I made a pinterest map for different points of interest. (so, a list of good cafes)
I ended up not running, and instead took the reigns on documenting the race. A lot of American athletes stay in Belgium, so a meet like this can be used as an alternative to practice. It was nice to see friends, I had been solo for two days and was missing company. But we also discussed how runners should not have to go to Europe for this level of competition. It’s a fun, but low key experience, and it would not be hard to replicate in the US. Just get a Pasta Mobile!
Kortrijk, Belgium. Not the place you might pick as a tourist destination, but maybe in that sense, a more authentic experience. It still had the charm of a small European city (photos 1: towers marking the medieval city wall, and 2: a gothic church peaking out from the main square).

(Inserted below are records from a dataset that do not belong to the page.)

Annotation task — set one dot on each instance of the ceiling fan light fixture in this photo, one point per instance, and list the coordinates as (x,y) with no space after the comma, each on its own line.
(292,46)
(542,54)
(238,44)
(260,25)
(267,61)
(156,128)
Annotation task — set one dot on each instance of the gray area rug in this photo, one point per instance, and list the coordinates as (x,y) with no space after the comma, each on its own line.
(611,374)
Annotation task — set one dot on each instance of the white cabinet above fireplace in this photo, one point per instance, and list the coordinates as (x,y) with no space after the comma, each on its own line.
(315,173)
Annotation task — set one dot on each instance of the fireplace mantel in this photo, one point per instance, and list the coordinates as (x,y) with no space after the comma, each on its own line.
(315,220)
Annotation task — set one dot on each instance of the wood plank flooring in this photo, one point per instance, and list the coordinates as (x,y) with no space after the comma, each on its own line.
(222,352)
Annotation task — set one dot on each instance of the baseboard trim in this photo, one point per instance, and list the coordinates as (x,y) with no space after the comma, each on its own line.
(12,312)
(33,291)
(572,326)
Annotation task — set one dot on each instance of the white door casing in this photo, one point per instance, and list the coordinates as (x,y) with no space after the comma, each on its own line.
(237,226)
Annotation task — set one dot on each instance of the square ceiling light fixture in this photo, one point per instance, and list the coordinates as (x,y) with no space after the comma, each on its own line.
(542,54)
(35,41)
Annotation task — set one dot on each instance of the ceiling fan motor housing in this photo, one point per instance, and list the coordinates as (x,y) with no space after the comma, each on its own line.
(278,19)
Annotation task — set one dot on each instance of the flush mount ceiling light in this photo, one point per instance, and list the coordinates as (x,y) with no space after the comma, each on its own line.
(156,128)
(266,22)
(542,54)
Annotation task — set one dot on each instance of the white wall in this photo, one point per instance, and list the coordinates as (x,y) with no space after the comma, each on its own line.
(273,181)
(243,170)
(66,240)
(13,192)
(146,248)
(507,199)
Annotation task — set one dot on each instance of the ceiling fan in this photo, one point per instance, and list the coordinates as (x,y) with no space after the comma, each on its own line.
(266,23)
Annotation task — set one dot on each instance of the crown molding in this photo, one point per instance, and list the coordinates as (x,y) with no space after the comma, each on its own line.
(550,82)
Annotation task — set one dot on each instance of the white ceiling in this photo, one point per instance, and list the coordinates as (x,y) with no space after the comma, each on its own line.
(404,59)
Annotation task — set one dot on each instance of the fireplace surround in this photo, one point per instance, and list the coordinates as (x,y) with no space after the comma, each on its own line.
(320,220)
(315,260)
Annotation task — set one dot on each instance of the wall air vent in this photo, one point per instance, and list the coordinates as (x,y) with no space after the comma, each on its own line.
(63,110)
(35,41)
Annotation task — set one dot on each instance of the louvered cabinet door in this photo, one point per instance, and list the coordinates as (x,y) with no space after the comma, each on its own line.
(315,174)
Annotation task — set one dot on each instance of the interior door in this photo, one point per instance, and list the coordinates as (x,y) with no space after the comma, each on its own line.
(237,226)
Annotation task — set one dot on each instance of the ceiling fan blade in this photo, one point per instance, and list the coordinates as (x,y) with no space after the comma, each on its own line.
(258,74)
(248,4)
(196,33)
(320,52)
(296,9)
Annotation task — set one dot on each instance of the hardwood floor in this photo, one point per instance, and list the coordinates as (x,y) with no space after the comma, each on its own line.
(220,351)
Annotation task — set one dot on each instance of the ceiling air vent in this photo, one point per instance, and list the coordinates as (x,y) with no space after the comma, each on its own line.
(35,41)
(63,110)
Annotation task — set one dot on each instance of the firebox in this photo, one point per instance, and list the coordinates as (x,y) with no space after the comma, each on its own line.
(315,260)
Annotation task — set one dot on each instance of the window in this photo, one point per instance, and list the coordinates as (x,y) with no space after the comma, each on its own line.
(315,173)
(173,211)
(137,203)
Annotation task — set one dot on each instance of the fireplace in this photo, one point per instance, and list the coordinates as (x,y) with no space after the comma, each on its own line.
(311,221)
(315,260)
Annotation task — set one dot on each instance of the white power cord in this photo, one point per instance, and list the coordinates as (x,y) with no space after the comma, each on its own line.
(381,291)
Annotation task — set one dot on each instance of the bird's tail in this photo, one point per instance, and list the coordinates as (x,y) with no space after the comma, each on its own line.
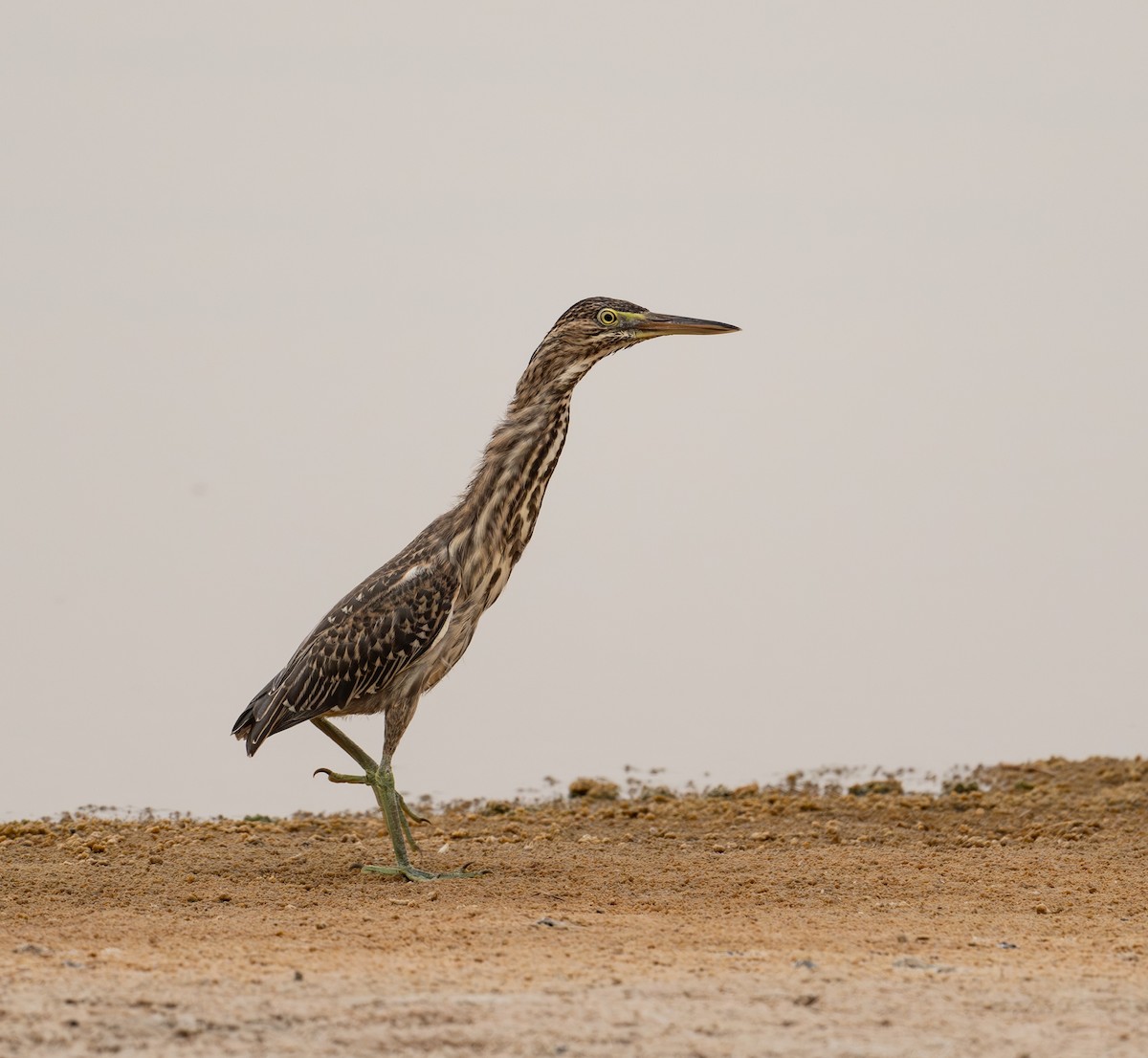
(248,726)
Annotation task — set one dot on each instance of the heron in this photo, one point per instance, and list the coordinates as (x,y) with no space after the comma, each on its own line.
(399,632)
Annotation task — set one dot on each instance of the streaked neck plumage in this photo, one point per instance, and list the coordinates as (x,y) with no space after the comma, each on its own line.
(495,518)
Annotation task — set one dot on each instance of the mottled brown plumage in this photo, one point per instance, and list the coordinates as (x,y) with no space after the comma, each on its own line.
(397,633)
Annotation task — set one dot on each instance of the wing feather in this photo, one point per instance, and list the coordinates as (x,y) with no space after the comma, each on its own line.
(368,639)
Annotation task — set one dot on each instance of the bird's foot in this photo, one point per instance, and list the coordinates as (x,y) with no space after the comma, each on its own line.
(413,873)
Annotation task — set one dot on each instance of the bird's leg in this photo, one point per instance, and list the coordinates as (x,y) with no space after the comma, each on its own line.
(380,777)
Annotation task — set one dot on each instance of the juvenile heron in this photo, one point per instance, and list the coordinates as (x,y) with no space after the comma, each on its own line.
(394,637)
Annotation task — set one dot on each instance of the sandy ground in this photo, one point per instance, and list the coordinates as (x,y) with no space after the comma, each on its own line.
(1004,920)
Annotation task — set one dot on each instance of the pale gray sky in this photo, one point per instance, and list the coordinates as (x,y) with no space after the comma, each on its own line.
(271,271)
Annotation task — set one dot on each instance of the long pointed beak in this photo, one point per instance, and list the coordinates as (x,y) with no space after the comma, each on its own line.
(650,325)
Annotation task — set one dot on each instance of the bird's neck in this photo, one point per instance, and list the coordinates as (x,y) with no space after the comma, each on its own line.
(497,517)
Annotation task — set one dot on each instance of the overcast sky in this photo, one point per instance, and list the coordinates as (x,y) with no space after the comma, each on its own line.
(271,271)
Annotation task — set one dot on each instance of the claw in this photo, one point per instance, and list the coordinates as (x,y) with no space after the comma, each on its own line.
(336,777)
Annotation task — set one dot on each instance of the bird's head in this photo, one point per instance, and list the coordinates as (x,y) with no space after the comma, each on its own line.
(598,326)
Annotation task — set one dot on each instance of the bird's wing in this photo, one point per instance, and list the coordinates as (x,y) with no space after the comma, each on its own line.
(363,644)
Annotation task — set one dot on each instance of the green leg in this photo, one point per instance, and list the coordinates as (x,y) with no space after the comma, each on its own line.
(380,777)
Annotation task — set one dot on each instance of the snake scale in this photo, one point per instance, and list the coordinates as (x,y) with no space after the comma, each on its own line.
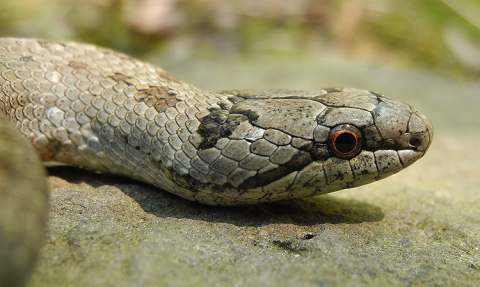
(102,110)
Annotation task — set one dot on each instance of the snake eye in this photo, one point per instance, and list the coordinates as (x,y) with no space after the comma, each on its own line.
(345,141)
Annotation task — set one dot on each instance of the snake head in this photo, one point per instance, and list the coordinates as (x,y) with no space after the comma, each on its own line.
(315,142)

And there have been cool modern additions (one of the new bridges seems to float over the water. everywhere there are interesting installations for public use - a pirate ship in front of city hall, a trampoline in the river-front park). An island in the river has been designated an “artists haven,” with a former textile factory converted to a creative space. On the list for next time.
I was also impressed with the number of ambitious and unique restaurants. But I have an aversion to eating alone, so didn’t get up the courage to try any!
This is not to say that success is assured, Bennet continually warned us. Always proceed with little steps, he advised. Never forget you are dealing with human nature. Always remember we want the easy way out. We want something for nothing. We blame others when things go wrong. We deny that we have control over our minds and bodies.
-Dr. George Sheehan
at this point in the season, i want everything to be easy. it’s okay if the work is hard. it’s supposed to be.
My body was not cooperating, so no racing tonight. I’ll have my first crack in Linz on Monday. Taking control!!